Enhancing cardiac function assessment: Developing and validating a domain adaptive framework for automating the segmentation of echocardiogram videos

Background

Accurate segmentation of echocardiographic images is essential for assessing cardiac function, particularly in calculating key metrics such as ejection fraction. However, challenges such as domain discrepancy, noisy data, anatomical variability, and complex imaging conditions often hinder the performance of deep learning models in this domain.

Objective

To propose and validate a domain adaptive segmentation framework for automating the segmentation of echocardiographic images across diverse imaging conditions and modalities.

Method

The framework integrates a Variational AutoEncoder (VAE) for structured latent representation, a Wasserstein GAN (WGAN)-based domain alignment module to reduce feature distribution gaps. These components were selected based on their complementary roles; while the VAE ensures stable reconstruction and domain-invariant encoding, the WGAN aligns source and target feature distributions. It also incorporates depthwise separable convolutions for computational efficiency and employs PixelShuffle layers in the decoder module for high-resolution reconstruction. Experiments were conducted on two publicly available echocardiographic datasets—CAMUS and EchoNet-Dynamic—as well as a newly collected local dataset from Heshmat Hospital, Guilan, Iran, for external evaluation of the model's performance under varying imaging conditions and scanner types. The framework was evaluated using metrics such as Dice scores, Jaccard indices, and Hausdorff distances. A qualitative assessment involving two board-certified cardiologists with extensive experience in echocardiographic interpretation was also conducted to evaluate the clinical relevance and anatomical plausibility of the proposed framework’s segmentation outputs.

Results

The proposed framework achieves Dice scores of 84.6 % (CAMUS → EchoNet-Dynamic) and 89.1 % (EchoNet-Dynamic → CAMUS), outperforming recent state-of-the-art UDA methods. When adapting the Heshmat dataset as the target domain, the model maintains strong performance, achieving 83.0 % (EchoNet-Dynamic → Heshmat) and 84.1 % (CAMUS → Heshmat) Dice scores.

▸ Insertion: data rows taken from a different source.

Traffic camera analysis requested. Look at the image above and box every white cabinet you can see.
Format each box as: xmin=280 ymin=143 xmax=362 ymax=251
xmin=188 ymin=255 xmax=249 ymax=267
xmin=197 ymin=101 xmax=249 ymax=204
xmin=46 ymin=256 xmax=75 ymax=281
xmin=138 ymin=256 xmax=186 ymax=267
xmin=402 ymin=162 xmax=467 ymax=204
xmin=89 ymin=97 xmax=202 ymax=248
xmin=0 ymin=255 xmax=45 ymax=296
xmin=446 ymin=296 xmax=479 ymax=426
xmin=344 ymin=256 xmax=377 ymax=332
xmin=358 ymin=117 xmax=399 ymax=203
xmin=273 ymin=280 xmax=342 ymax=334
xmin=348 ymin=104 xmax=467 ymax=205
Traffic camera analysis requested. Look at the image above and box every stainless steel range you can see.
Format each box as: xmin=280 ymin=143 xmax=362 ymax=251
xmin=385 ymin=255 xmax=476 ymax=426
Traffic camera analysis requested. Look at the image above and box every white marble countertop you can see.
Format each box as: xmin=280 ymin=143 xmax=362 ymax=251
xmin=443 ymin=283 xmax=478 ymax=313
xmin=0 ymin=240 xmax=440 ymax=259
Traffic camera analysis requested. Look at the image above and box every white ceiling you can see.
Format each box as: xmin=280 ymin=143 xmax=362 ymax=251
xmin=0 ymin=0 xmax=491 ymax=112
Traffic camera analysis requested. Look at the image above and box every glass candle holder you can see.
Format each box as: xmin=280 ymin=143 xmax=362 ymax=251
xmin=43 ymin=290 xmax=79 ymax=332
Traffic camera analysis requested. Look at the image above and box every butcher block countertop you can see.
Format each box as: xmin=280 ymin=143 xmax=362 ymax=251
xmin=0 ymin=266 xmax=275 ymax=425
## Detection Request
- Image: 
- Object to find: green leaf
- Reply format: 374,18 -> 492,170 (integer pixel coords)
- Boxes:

All results were statistically significant (p < 0.01) when compared to the top-performing baseline.

Conclusion

By addressing critical challenges in echocardiographic segmentation, the proposed UDA framework could offer a significant advancement in this field. Its ability to handle domain discrepancy, noisy data, and anatomical variability makes it a reliable tool for cardiac health assessment.